Well, not exactly. But try guessing where The Punisher started his pro career. You're right or wrong! It was Stratton, in the summer of '86, and your beloved Vermont Hum correspondent was in seat 8, right next to the beer tent, which sold beers, by the way, for a buck and a quarter. Agassi was adorned like a Brazilian samba dancer, with feathery two-color hair and flowing ribbons and chains. But, boy, could he slap that ball. He was one of the new members of the power set, kids who were taught to hit the crap out of the ball and take names later. AA made a good showing at Stratton, but eventually fell to a guy named McEnroe.
I enjoyed following Agassi's career for a number of reasons.

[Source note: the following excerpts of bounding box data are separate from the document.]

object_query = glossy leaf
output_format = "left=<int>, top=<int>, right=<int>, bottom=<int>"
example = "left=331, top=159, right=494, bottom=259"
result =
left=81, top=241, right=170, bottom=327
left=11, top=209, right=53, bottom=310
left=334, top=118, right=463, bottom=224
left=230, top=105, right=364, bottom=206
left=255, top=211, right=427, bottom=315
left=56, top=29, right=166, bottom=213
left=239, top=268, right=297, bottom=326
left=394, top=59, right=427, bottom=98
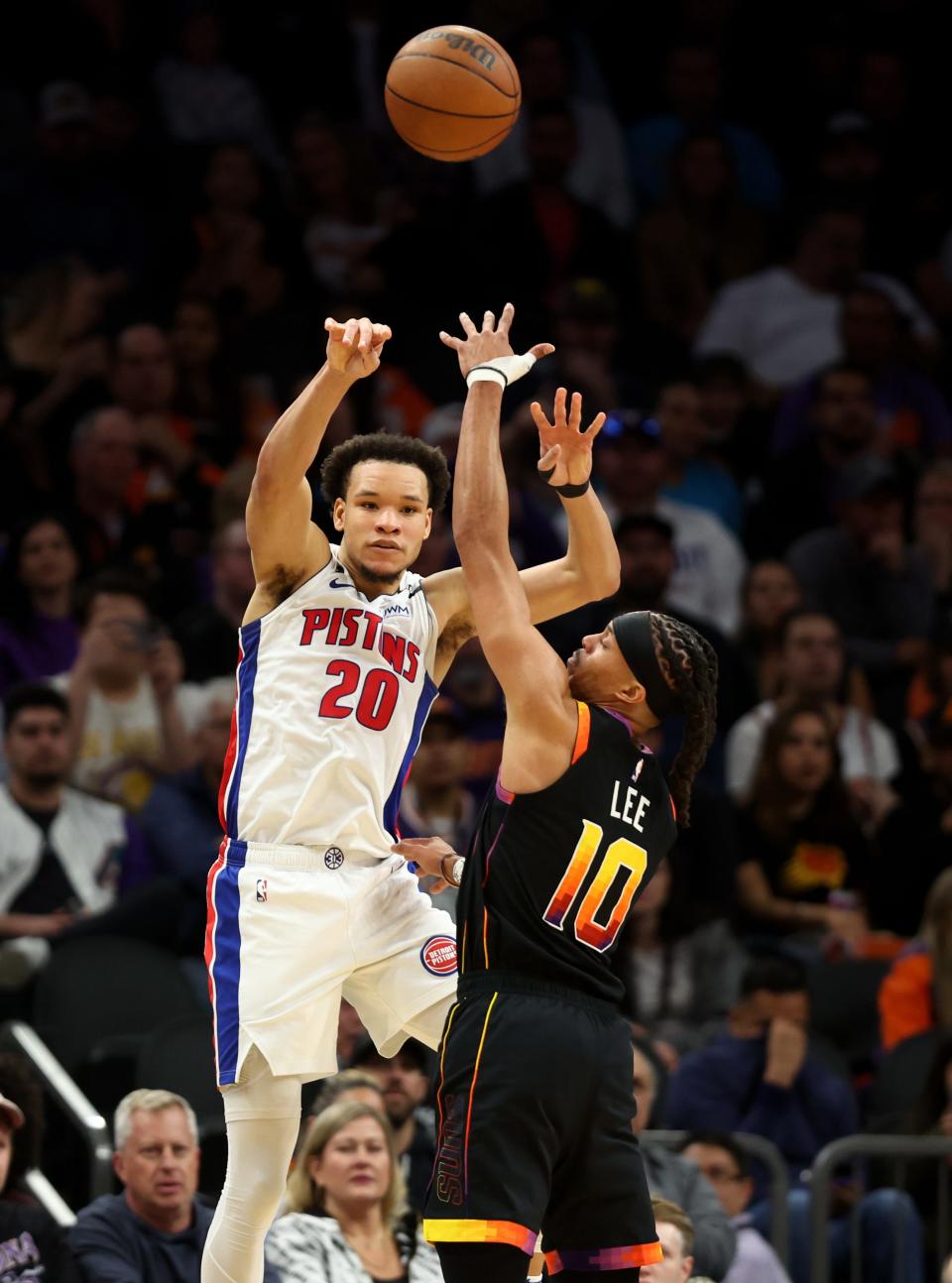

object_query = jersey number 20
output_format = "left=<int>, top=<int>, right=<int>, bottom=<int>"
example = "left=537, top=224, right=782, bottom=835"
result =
left=318, top=659, right=401, bottom=730
left=542, top=820, right=648, bottom=953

First, he was so human. At times he looked alternately powerful and vulnerable; other times he exuded such savvy and a passion for the game that he locked people in with his intensity. We saw him cry, or laugh, or be as gracious and gentlemanly as a player, or person could be. We saw him nervous, a nervousness so acute you almost wanted to jump through the screen and give him a hand. But we also saw confidence, a confidence so unwavering you knew 'Andre would pull it out.'
Second, his work ethic in his later years was unparalled. Whether he was running hills or benching a weight most of us could not, he took training to a higher level, and his endurance on the court was a thing to marvel at. His surgically precise groundstrokes were borne of sacrifice, hours and hours and years and years of practice. His behavior on the court was exemplary; he worked fast and hard and complained infrequently, going about his business in a workmanlike manner. Yeah, that's it. A workmanlike manner. That's what a lot of fans liked about him, the way he would just keep going, no matter what.

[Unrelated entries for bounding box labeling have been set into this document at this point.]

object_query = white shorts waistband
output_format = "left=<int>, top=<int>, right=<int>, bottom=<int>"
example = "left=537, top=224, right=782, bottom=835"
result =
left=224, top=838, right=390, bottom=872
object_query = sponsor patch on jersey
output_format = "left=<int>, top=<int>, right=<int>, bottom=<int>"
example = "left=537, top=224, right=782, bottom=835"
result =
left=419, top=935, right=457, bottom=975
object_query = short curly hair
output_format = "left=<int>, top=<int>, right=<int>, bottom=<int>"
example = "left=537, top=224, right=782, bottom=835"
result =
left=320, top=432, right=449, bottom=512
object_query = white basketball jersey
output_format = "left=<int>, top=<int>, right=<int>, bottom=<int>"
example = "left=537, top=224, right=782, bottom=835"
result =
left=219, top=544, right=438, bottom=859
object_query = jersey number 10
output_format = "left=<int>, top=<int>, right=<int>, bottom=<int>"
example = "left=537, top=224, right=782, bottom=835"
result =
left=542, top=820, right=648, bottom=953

Third, as a wise old woman once remarked, " He seems nice and he has kind eyes." Agassi hasn't mentioned it a lot, but he's given countless hours of his time to worthy causes, and donated millions to help the less fortunate. You get the feeling, even though he's rich and famous, that he gets it. He gets it.
Farewell, Andre. You don't know who the hell I am, but I've spent many years arranging my schedule around your schedule, just to watch your sterling brand of tennis, which I referred to as artistry on the court. I've grown as you've grown, and remember certain years as being better years, collectively, through your successes and my successes. We've had down years, but have fought through them, and learned from them.
So move on, old boy ( an old boy in the tennis world, anyway ) and give us a shout if you're ever back at Stratton.